My conclusion: The situation of the Bedouin is totally untenable and it is not overstating it to say that Israel policy in the region is immoral. It would not surprise me at all if this community turned to desperate measures to get basic justice.  The rest of the Palestinian and Israeli Arabs we met were not belligerent or aggressive. They seem to recognize the positive aspects of Israeli culture and seek to emulate the productivity and creativity that surrounds them, and realize that violence is counterproductive 

I will reverse the two last speakers so as to leave you on a hopeful note. Colette Avital said that many Israelis live in a bubble at home and in the surrounding area. She worries that we may turn from our traditional Western orientation towards the far east where business supersedes human rights concerns and that our government’s tenacity to our demands vis-a-vis the Palestinians will doom the talks. 

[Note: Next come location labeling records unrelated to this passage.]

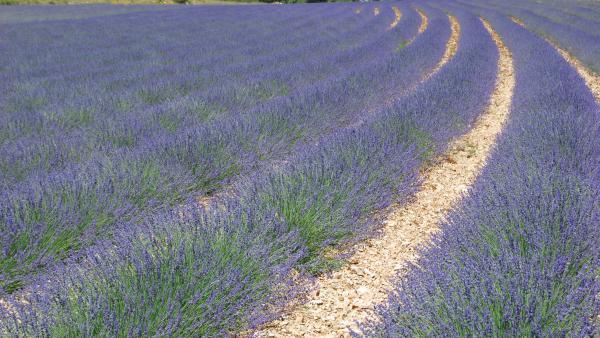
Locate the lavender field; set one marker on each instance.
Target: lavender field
(202, 170)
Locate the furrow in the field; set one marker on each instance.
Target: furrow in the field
(520, 255)
(350, 294)
(397, 17)
(591, 80)
(364, 168)
(269, 72)
(450, 50)
(181, 152)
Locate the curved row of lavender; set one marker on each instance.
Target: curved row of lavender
(578, 35)
(520, 255)
(220, 269)
(49, 215)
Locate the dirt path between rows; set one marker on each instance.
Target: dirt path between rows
(397, 17)
(591, 80)
(351, 293)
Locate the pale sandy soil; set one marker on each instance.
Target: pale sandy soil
(591, 79)
(397, 17)
(351, 293)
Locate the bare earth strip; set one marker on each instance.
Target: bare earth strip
(591, 80)
(397, 17)
(350, 294)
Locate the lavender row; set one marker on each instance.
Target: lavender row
(98, 121)
(45, 115)
(53, 215)
(582, 41)
(519, 256)
(225, 268)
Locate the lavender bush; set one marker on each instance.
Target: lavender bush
(227, 266)
(578, 35)
(48, 215)
(519, 256)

On a much more optimistic note, we met with Ilan Baruch, a former ambassador to Namibia and South Africa, who is now the foreign affairs adviser for the head of Meretz, Zehava Galon.  He pointed out that former enemies now get along. He finds hope and inspiration from the example of post-WW 2 Europe, functioning in peace with Israel looking to Germany as an ally, and that South Africa has managed to find reconciliation. He also sees great leadership capabilities in Zehava Galon, if she could somehow take over from Bibi.